Pinky uproots and then usurps all of this, at first becoming Millie’s roommate, then her double, then her doppelganger, and then her deranged “other”. Spacek sinks her mighty teeth into the turn, offering up a portrait of possible malevolence veiled in wide-eyed naiveté unseen before — or since. As usual, we feel bad for Pinky… at least, at first. She seems completely directionless and frighteningly unschooled in the ways of the world. Millie’s maternal instincts trick her into letting this pathetic poltergeist into her poolside apartment lifestyle. Before long, Pinky is stealing her ideas, mining her diary for decisions, and corrupting the proposed order her weekly ingestion of Better Homes and Gardens authorizes.

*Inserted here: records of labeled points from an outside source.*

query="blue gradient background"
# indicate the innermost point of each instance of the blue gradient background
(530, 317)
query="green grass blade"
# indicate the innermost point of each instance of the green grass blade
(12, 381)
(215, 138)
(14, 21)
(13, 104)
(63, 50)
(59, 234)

In 3 Women (1976), Millie may be the dreamer, but Pinky rapidly becomes her worst nightmare. Unapologetic in her theft, the outrageousness of her acts is countermanded perfectly by how Spacek crafts them. Her character is such a cipher, such an unknown quantity, that the inherent skills that the actress brings to every role begin our process of identification. When Pinky starts acting odd, when it looks like she’s more serial killer than silly little girl, we still can’t buy the belief. This is not the Spacek we know, not even the murderous prom queen with her hair matted in hog grue. This is a more calculated and cold persona, one more closely resembling the death denying wistfulness of Badland‘s Holly. As she flirts and propositions, angers and insults, Pinky straddles the border between likable and loathsome. Thanks to Altman, and his choice of star, we never quite learn to hate her. We want to, but somehow just can’t.

3 Women

As an overview of the feminine/feminist aura, as a quantified statement of women’s liberation, rights, and equality, 3 Women is a marvel. It’s a manifestation of Altman’s undying love for his subject, supplanted by performances that argue for something much deeper, something more deceptive. Spacek in particular is so clever in her wide-eyed wickedness, so brazen in her no holds barred appropriation of Duvall’s inner fantasy that the resulting implosion is practically nuclear in its fallout. By the end, when the title characters have come together to form the parts of a whole person, we understand Altman’s overall approach. His argument is simple — no one individual can represent an entire population. It takes many pieces to perfect the puzzle that is a woman, and in the image of Spacek’s scared, stealthy usurper, we get insecurity explored and freshly found confidence exploited.

In a time of EST, of self help and “needing space”, the work that this actress accomplished in the ’70s remains a true testament to where gender was, went, and would be. From Poppy’s helplessness to Carrie’s craven payback, Holly’s overtly romantic notions of the world to Pinky’s sense of entitlement, Spacek spanned the entire psycho-social-sexual experience of the decade, filtering it through her slight frame and fascinating open facade. It would be these and other inherent traits (like her marvelous singing voice) she’d trade on during the latter part of her career, finally earning an Oscar for her work in Coal Miner’s Daughter (1980). But they would also limit her choices, relegating her to an inappropriate symbol. When Peace and Love gave way to cynicism and selfishness, Sissy Spacek was there to put things in perspective. Though the time would change again, she always remained the same — survivor, savant, and starlight.